Q: I’ve realised that I am really struggling with emotional spending. Do you have any tips to tackle this and get my unnecessary buying under control?
A: Whether it’s celebrating a win by buying ourselves something we’ve been admiring or consoling ourselves with a “treat” after a difficult day, emotional spending is something that most of us can be guilty of at some point or another.
However, it can really be a slippery slope, and if we don’t get things under control, we could find ourselves gathering debt or overspending.
While identifying you have an issue with emotional spending is a significant first step to getting things under control, there are some additional actions that you can take:
1.Find out what is behind your emotional spending?
When you have the urge to spend emotionally, instead of clicking buy, take a moment and try and think why. What are you feeling in that moment that you feel will be helped by spending? How is whatever you are buying help with that feeling? Once you can identify your emotional spending triggers, you can start thinking about the best way to manage them.
If you’re feeling the urge to spend unnecessarily, pause. Leave the items in your online basket or step out of the shop. Wait a few days, then ask yourself if you still want and/or need the items. This will help you to figure out if you really want the items, or whether you were spending on a whim.
3.Delete shopping apps and remove from mailing lists
Sometimes taking temptation away from your fingertips is the best step. Delete your shopping apps and take yourself off mailing lists that might tip you off about new items “offers” or more. This will make it that bit harder for you to make an impulse purchase.
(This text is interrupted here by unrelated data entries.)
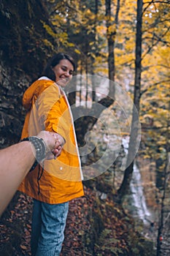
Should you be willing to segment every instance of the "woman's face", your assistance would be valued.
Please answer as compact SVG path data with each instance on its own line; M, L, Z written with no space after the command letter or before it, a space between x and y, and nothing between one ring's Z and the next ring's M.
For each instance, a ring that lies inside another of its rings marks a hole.
M65 87L72 80L74 67L67 59L62 59L59 64L53 68L55 75L55 82L58 86Z

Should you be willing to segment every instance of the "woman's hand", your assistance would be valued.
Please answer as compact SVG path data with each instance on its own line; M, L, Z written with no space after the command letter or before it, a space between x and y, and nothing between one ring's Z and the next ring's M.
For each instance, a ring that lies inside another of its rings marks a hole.
M65 140L59 134L47 131L42 131L38 137L43 139L46 146L46 159L56 159L61 155L62 146L65 143Z

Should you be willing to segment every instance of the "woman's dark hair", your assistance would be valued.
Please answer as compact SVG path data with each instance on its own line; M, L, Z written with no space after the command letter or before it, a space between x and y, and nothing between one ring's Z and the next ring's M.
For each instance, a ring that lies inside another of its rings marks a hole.
M73 65L74 71L75 70L76 66L72 57L68 54L59 53L53 56L53 57L50 59L42 72L42 75L47 76L48 78L55 81L55 75L52 68L58 65L62 59L67 59Z

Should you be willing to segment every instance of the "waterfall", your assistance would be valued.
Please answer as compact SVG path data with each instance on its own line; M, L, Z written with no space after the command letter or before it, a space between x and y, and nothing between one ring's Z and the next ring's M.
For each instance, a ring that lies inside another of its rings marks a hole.
M135 212L140 219L146 222L147 222L147 217L150 217L150 213L146 204L140 170L135 162L130 187L132 194L132 205L135 208Z
M122 140L122 143L126 154L128 154L129 136L125 136ZM135 217L138 217L144 223L148 222L147 217L151 216L147 208L145 197L143 191L140 170L134 161L132 179L130 184L131 192L132 213Z

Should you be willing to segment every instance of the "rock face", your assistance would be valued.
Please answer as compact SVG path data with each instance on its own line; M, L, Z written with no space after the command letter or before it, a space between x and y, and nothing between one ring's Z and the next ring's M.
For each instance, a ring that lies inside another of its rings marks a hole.
M1 148L19 140L25 116L23 94L41 74L57 43L41 0L2 0L0 20Z

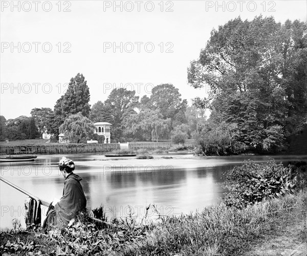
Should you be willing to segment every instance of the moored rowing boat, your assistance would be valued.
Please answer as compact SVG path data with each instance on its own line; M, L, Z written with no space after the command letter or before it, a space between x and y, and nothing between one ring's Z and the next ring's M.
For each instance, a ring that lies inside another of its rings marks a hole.
M20 162L22 161L34 161L37 157L33 155L28 156L8 156L0 157L0 162Z

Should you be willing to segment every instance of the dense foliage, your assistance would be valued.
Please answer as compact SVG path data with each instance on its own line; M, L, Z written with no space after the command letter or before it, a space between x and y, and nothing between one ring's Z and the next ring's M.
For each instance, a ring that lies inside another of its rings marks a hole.
M112 220L106 226L79 217L64 230L51 230L46 234L31 231L2 232L0 253L15 255L240 255L248 253L253 243L261 243L269 234L283 233L287 226L302 221L306 202L305 191L242 209L222 204L193 214L159 216L155 222L144 217L143 223L130 215ZM149 212L152 208L154 206L147 208ZM103 211L97 210L97 215L105 220Z
M306 32L298 20L281 25L272 17L238 17L213 30L191 62L189 84L210 88L194 104L211 110L209 123L217 134L223 122L237 125L240 152L280 152L285 137L307 123ZM201 131L199 137L206 140L207 134Z
M242 208L265 199L294 193L297 174L291 166L284 167L273 159L267 164L246 161L225 173L224 186L229 191L224 201L227 205Z
M81 112L70 115L59 127L60 133L71 143L86 143L94 137L95 126L89 118L82 115ZM81 141L84 139L84 141Z

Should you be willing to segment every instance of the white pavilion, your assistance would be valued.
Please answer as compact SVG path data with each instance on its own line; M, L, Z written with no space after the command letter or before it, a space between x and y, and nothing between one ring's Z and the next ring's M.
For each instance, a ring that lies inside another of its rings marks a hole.
M110 126L112 124L106 122L98 122L95 123L94 125L96 127L94 133L96 133L98 135L103 135L104 136L104 141L103 143L108 144L111 143L110 139Z

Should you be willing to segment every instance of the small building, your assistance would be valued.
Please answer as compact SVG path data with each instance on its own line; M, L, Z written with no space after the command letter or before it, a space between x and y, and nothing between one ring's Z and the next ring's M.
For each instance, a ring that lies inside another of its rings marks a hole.
M65 136L65 135L62 133L60 133L60 134L59 134L59 143L69 143L69 140L65 140L64 139L64 136Z
M103 143L109 144L111 143L110 139L110 126L112 124L106 122L98 122L95 123L94 125L96 127L96 131L94 133L98 135L103 135L104 136L104 141Z

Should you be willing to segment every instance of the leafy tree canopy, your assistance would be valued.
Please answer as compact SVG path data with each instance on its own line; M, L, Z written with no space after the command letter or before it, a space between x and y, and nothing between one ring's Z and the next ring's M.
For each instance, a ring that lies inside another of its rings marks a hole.
M191 86L210 88L194 104L211 109L213 123L236 124L237 139L248 148L281 149L284 136L307 120L306 28L298 20L281 25L260 16L213 30L188 69Z
M82 139L93 139L95 129L92 121L79 112L66 118L60 126L59 131L65 135L70 142L79 143Z

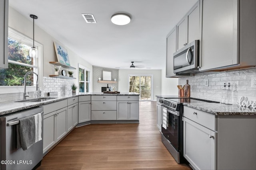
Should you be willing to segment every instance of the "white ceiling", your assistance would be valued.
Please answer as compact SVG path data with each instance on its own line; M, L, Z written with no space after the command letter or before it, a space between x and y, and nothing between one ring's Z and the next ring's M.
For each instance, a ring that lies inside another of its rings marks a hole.
M92 65L128 69L134 61L136 68L162 69L167 35L197 1L9 0L9 5L30 20L37 16L35 24ZM119 12L131 22L112 23ZM82 14L93 14L97 23L86 23Z

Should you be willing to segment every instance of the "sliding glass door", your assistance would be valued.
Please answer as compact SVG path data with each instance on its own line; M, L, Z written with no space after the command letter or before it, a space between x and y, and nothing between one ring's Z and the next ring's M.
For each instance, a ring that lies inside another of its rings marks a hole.
M129 92L140 94L140 100L152 99L152 76L131 76L129 80Z

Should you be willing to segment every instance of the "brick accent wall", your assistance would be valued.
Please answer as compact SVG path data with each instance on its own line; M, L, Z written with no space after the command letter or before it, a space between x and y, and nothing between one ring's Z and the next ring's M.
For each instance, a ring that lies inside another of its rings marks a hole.
M118 69L92 66L93 92L101 92L101 87L107 86L107 83L102 83L98 82L99 80L99 77L100 77L102 80L103 80L102 71L103 70L111 72L111 81L114 81L114 79L115 78L116 79L116 83L108 83L108 86L114 86L116 87L115 90L118 91Z
M232 103L238 102L241 96L256 101L256 88L251 87L252 77L256 77L256 68L226 72L203 72L194 76L179 78L179 85L186 84L188 80L190 85L190 97L222 102L224 83L231 85ZM204 86L209 80L209 86ZM178 95L178 90L177 93Z
M69 79L44 77L42 90L45 96L48 92L58 92L58 95L71 94L72 90L70 86L73 83L73 81Z

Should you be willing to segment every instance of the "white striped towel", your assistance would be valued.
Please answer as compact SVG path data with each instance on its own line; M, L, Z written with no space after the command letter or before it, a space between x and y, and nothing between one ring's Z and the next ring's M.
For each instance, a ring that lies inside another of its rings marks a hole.
M42 115L41 113L34 115L35 124L36 125L35 143L42 139Z

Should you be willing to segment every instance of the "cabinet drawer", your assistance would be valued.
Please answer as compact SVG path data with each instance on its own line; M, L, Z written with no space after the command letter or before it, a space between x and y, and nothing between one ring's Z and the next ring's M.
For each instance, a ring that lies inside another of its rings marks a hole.
M92 101L92 110L116 110L116 102Z
M67 100L66 99L61 101L43 105L43 107L44 107L44 115L46 115L53 111L67 107Z
M78 96L78 101L80 102L89 101L91 100L91 96Z
M68 106L70 106L78 102L78 97L68 99Z
M118 101L138 101L138 96L118 96Z
M116 111L92 111L91 114L92 120L116 120Z
M92 96L92 100L116 100L116 96Z
M183 116L210 129L217 131L217 122L214 115L184 106Z

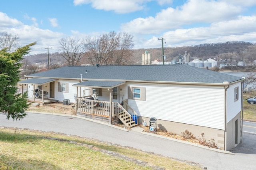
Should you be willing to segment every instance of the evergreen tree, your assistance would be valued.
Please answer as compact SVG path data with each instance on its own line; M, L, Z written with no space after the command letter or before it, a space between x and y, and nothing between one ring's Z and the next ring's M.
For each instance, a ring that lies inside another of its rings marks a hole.
M27 103L27 94L18 94L17 83L20 81L19 63L24 55L28 53L32 43L8 53L6 48L0 51L0 112L8 119L20 120L27 115L25 111L29 105Z

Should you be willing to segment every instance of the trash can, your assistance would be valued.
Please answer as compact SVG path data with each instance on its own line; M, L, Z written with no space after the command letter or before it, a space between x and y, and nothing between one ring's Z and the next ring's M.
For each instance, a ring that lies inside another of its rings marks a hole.
M137 115L132 115L132 121L135 121L135 123L137 124Z
M151 117L149 120L149 130L156 131L156 119Z
M68 105L68 103L69 101L69 100L68 99L64 99L63 100L63 105Z

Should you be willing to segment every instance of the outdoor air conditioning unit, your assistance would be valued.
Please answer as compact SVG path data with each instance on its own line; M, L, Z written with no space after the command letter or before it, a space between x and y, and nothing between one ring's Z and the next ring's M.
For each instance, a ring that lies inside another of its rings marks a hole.
M70 100L69 99L66 99L63 100L63 105L68 105L70 103Z

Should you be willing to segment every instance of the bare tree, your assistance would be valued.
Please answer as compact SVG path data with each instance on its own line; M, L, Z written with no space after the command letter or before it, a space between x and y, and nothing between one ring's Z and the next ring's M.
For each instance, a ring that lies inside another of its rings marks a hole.
M5 48L8 53L13 52L18 47L19 39L18 34L12 35L5 32L0 33L0 49Z
M106 47L102 37L87 37L84 42L87 52L85 55L88 61L92 64L102 63Z
M38 71L38 66L35 64L32 64L27 59L24 59L21 62L22 63L20 73L21 79L24 79L25 75L34 74Z
M69 65L76 65L82 58L84 46L79 38L67 37L59 41L62 55Z
M112 31L98 37L87 37L84 43L91 64L120 65L127 63L133 53L133 36Z

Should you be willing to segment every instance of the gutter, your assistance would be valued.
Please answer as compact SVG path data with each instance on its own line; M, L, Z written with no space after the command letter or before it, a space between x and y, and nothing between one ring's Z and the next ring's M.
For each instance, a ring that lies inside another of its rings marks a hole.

4. Find other ways to cope
More often than not, emotional spending is never really going to be more than a temporary fix. So as difficult as it might seem, one way to tackle it is to face up to the negative emotion or situation that is triggering your spending and find an alternative way to address it. This may sound difficult, but it could start with just reaching out to friends or family to talk.
While emotional spending is something that we do need to keep in check, it’s also important that we remember to not be too hard on ourselves. Yes, we shouldn’t let ourselves fall into bad habits, but let’s also take a moment to remember that we are human, and it is difficult not to react emotionally especially during difficult times in our lives.
An occasional treat or a purchase to lift your spirits is absolutely fine as long as we aren’t putting our finances at risks. So rather than aiming for perfection or zero emotional spending, try and focus on better managing your emotional spending, and finding ways to avoid unnecessary buying.